# Officer Down: Officer Thomas Lindsey - [Utica, New York]



## kwflatbed (Dec 29, 2004)

04/13/2007
*N.Y. officer fatally shot*

*Officer Down: Officer Thomas Lindsey *- [Utica, New York]









ODMP
*Biographical Info*
*Age:* 32
*Additional Info:* Officer Thomas Lindsey had served with the Utica Police Department for 5 years.
*Cause of Death:* Lindsey was shot during a traffic stop.
*Date of Incident:* April 12, 2007

*N.Y. officer shot to death during traffic stop*
By JOHN KEKIS, Associated Press Writer
UTICA, N.Y. - Utica Police Chief C. Allen Pylman isn't likely to forget his last conversation with officer Thomas Lindsey, even though it was ever so brief.
"It was just last week," Pylman said Friday morning. "I saw him in the hallway and asked how he was doing.
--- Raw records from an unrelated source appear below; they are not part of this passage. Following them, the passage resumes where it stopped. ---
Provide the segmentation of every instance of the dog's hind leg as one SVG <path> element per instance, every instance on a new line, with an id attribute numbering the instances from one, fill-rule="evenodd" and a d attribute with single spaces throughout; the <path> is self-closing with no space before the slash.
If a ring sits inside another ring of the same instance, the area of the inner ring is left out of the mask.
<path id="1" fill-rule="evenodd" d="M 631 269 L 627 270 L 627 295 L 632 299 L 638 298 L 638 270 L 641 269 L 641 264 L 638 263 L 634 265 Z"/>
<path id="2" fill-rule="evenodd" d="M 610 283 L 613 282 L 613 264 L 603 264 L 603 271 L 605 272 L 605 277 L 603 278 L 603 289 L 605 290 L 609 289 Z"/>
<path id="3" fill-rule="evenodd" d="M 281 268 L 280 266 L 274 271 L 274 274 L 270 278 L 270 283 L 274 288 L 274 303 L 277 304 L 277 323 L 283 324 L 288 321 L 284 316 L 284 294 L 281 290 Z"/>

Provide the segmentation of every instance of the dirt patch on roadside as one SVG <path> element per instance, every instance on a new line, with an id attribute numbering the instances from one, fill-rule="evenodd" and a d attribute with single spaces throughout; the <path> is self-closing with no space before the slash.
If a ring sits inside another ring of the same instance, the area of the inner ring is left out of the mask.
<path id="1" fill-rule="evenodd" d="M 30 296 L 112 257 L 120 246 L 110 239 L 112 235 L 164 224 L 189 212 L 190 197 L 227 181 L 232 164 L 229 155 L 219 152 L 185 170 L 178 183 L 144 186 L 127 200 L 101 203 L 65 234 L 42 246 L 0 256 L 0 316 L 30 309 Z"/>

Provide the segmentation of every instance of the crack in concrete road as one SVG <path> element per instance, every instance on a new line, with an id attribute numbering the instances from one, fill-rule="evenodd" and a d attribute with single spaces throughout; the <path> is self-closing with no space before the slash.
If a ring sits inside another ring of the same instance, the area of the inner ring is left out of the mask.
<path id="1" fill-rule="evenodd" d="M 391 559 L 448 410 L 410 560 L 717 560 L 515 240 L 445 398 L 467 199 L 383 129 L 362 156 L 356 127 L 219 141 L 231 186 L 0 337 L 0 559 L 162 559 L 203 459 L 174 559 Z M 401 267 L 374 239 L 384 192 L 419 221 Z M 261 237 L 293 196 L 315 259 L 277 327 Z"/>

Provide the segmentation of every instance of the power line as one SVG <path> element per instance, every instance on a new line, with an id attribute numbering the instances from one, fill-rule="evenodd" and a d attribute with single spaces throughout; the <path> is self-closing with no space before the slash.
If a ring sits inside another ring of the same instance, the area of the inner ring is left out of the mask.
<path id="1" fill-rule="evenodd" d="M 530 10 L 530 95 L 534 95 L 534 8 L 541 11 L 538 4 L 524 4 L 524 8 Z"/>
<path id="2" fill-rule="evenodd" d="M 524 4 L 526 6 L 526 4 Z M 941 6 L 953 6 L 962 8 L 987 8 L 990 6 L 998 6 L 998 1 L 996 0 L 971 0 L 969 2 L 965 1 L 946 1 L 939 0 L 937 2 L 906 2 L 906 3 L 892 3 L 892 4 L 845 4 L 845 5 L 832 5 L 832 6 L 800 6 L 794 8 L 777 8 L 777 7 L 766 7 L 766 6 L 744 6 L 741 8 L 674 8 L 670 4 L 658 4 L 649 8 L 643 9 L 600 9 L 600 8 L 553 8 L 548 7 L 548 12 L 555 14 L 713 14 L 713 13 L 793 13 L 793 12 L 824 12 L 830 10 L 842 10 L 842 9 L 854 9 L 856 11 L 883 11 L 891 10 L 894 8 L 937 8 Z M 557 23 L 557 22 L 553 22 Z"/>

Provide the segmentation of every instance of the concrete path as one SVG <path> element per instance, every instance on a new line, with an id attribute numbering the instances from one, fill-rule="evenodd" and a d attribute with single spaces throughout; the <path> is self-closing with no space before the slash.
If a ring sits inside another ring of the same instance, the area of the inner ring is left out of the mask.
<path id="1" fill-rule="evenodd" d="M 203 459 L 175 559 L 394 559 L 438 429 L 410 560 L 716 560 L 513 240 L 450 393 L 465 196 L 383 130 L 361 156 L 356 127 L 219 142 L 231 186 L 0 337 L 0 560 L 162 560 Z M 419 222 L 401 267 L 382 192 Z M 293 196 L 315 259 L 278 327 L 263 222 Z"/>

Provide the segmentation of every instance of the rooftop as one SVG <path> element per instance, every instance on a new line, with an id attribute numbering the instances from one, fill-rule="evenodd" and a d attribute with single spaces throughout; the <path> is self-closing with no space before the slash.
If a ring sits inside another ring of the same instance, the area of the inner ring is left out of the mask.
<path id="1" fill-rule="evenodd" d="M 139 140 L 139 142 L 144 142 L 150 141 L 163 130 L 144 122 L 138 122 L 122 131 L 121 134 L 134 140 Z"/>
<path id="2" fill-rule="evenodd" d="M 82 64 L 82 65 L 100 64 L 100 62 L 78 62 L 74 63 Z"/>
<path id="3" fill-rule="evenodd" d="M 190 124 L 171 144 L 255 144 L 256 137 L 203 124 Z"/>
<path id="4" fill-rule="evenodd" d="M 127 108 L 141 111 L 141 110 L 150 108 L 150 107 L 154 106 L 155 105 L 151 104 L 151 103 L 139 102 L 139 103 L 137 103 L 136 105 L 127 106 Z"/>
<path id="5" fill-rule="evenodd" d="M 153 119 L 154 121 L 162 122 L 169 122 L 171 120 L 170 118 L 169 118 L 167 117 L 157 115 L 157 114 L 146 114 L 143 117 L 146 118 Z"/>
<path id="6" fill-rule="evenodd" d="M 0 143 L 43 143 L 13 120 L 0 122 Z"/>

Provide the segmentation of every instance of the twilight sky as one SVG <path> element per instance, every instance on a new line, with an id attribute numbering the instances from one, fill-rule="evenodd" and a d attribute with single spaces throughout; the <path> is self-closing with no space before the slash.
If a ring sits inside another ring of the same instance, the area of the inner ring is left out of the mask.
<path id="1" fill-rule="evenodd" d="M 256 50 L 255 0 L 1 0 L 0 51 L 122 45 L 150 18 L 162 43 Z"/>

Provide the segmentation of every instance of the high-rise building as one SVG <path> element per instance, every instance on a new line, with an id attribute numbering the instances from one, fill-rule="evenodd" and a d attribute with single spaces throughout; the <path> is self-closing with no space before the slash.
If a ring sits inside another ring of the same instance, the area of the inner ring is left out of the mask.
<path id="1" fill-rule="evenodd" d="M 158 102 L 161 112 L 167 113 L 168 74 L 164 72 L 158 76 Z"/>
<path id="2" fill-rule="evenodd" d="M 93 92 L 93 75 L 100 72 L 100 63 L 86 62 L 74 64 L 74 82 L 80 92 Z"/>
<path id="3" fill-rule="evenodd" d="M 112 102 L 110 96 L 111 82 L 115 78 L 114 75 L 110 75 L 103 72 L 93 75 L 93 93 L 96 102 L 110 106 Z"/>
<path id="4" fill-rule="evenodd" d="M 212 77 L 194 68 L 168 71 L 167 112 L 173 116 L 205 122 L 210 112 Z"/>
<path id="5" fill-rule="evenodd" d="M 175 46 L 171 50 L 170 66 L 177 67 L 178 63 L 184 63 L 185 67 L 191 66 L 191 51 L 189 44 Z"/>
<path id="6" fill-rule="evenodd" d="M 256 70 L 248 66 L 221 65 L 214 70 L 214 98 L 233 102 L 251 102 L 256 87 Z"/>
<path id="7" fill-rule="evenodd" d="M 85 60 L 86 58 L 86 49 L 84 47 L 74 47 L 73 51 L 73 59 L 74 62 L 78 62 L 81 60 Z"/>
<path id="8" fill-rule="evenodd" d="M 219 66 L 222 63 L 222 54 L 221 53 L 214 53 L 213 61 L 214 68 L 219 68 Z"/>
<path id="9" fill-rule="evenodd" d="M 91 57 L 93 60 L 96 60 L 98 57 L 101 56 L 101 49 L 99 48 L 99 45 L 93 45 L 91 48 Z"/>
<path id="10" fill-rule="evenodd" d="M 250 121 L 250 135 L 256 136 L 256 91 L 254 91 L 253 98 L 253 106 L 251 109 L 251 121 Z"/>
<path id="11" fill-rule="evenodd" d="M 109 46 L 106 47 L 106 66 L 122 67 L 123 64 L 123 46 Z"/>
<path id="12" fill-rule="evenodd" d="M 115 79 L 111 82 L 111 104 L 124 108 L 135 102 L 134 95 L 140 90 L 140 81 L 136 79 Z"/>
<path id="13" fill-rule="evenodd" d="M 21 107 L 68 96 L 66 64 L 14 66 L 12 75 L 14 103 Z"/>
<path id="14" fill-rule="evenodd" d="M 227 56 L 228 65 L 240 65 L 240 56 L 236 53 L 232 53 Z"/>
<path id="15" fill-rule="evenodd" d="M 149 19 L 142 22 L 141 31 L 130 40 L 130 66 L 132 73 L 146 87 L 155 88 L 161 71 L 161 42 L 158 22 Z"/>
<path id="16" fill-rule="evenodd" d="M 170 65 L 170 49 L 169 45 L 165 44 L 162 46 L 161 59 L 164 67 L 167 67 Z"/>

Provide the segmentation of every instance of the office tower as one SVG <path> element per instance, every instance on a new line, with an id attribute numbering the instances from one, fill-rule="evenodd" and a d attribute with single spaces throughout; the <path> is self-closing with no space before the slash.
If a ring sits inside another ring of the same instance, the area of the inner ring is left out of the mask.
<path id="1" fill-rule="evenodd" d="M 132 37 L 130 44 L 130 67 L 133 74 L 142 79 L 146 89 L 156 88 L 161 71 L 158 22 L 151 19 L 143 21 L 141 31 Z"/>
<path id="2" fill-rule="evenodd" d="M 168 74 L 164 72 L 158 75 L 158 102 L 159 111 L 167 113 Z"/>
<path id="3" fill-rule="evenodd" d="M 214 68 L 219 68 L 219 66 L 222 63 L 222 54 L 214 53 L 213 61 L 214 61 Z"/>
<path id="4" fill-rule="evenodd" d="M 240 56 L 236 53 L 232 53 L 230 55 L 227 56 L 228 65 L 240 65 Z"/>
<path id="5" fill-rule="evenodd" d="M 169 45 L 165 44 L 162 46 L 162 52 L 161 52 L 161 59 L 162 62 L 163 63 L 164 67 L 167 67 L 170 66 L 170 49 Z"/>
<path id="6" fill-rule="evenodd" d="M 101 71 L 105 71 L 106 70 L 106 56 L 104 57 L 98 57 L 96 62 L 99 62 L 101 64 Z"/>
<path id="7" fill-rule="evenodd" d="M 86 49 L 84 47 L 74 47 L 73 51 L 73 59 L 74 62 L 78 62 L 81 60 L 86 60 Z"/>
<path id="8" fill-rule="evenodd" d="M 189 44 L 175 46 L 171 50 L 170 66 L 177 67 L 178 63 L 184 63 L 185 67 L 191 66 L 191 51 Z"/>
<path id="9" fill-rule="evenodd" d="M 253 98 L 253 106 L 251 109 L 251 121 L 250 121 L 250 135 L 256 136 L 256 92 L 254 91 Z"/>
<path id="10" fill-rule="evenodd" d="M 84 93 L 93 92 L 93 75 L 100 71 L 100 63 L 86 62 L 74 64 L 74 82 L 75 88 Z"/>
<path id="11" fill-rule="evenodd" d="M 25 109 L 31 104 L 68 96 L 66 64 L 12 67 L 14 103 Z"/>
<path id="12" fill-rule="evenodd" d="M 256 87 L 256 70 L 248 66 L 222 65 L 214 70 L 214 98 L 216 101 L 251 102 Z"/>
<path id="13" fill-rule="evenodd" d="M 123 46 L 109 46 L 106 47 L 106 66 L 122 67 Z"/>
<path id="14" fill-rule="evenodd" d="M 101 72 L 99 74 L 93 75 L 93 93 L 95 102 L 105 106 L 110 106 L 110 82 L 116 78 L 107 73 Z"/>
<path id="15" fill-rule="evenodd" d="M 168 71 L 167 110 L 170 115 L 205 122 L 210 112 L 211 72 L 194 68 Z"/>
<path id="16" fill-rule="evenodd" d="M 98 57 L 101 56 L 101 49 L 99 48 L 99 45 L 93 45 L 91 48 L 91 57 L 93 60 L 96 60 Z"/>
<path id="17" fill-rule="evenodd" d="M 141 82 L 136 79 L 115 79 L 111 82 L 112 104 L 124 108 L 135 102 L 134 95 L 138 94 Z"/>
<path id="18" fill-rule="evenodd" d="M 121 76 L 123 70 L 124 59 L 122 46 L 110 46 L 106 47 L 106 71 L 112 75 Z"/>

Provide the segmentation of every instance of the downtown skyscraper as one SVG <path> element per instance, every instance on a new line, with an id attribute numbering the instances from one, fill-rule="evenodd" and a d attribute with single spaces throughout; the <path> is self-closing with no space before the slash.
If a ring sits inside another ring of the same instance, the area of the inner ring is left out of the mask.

He said, 'I love this job.'"
Lindsey, in his sixth year on the Utica police force, died doing what he loved, working on the Tactical Unit investigating the tough crimes that regular officers don't have the time to pursue. The 32-year-old former Marine was shot in the head and killed Thursday night, about five minutes after stopping a car for a violation.
"Traffic stops notoriously are the most dangerous. It's always the routine stop," said Pylman, who also served 21 years with the state police. "Even though I never wanted this day to come, I'm not surprised."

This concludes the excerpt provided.